Print version ISSN 0034-8910

Abstract

BASTA, Paulo Cesar et al. Social inequalities and tuberculosis: an analysis by race/color in Mato Grosso do Sul, Brazil. Rev. Saúde Pública [online]. 2013, vol.47, n.5, pp.854-864. ISSN 0034-8910.  http://dx.doi.org/10.1590/S0034-8910.2013047004628.

OBJECTIVE

To describe the sociodemographic and clinical-epidemiological characteristics of tuberculosis cases and identify associated factors with abandoning treatment and death whilst undergoing treatment.

METHODS

Epidemiological study based on cases of tuberculosis recorded in indigenous and non-indigenous individuals according to race/color in Mato Grosso do Sul, Midwestern Brazil, between 2001 and 2009. Descriptive analysis of the cases was carried out according to the variables of sex, age group, residence, type of test used in the diagnosis, clinical form, supervised treatment and final status, according to race/color. Univariate/multivariate logistic regression analyses were used to identify predictors of abandoning treatment and death, using odds ratio as a measure of association. A time series of incidence according to race/color was constructed.

RESULTS

In the period, 6,962 new cases of tuberculosis were registered, 15.6% being among indigenous. The illness was predominantly found in men and adults (20-44 years old) in all groups. Most of the indigenous patients lived in rural areas (79.8%) and 13.5% of the records in indigenous occurred in children aged < 10 years. The average incidence in the state was 34.5/100,000 inhabitants, being 209.0, 73.1, 52.7, 23.0 and 22.4 in indigenous, and those with yellow, black, white and brown skin, respectively.

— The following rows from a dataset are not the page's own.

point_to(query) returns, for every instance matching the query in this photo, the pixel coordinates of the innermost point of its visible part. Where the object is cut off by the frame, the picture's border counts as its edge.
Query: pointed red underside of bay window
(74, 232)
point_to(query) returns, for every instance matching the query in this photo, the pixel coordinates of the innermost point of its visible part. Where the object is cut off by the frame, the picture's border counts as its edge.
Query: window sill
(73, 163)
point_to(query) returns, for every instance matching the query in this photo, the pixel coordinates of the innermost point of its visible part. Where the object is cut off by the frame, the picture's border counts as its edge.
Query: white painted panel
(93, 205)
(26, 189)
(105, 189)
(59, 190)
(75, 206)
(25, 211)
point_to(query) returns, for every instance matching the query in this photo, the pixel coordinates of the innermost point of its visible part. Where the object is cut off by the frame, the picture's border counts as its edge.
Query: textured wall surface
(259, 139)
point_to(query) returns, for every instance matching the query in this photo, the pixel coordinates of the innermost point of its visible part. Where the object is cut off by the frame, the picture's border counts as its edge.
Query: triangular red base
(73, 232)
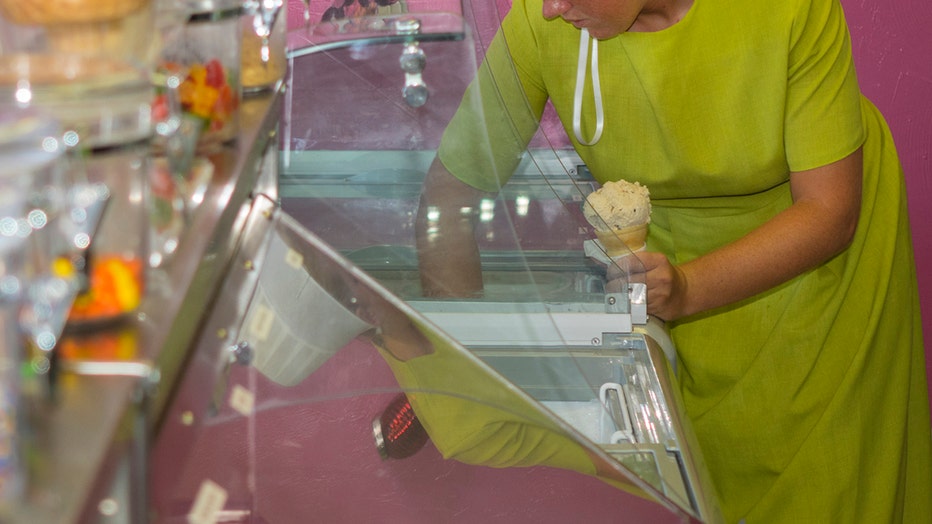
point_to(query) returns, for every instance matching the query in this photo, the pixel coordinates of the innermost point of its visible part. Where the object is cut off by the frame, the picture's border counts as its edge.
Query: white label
(261, 324)
(242, 400)
(208, 503)
(294, 259)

Patients aged 20 to 44 years (OR = 13.3, 95%CI 1.9;96.8), male (OR = 1.6, 95%CI 1.1;2.3) and of black race/color (OR = 2.5, 95%CI 1.0;6.3) were associated with abandoning treatment, while patients aged > 45 years (OR = 3.0, 95%CI 1.2;7.8) and with the mixed form (OR = 2.3, 95%CI 1.1;5.0) showed association with death. Although they only account for 3.0% of the population, the indigenous were responsible for 15.6% of cases recorded during the period.

CONCLUSIONS

Major inequalities in the tuberculosis illness process were found between the categories studied. Incidence in the indigenous population was consistently higher than recorded in any other group, reaching more than six times the national average. It was among those with black and brown skin that the worst treatment results were observed, as they were twice as likely to abandon treatment as the indigenous. Poor program performance was strongly associated with abandoning treatment and death. It is thought that as long as there is no reduction in poverty inequalities in health indicators will remain.

Keywords : Tuberculosis; epidemiology; Indigenous Population; Ethnicity and Health; Socioeconomic Factors; Health Inequalities.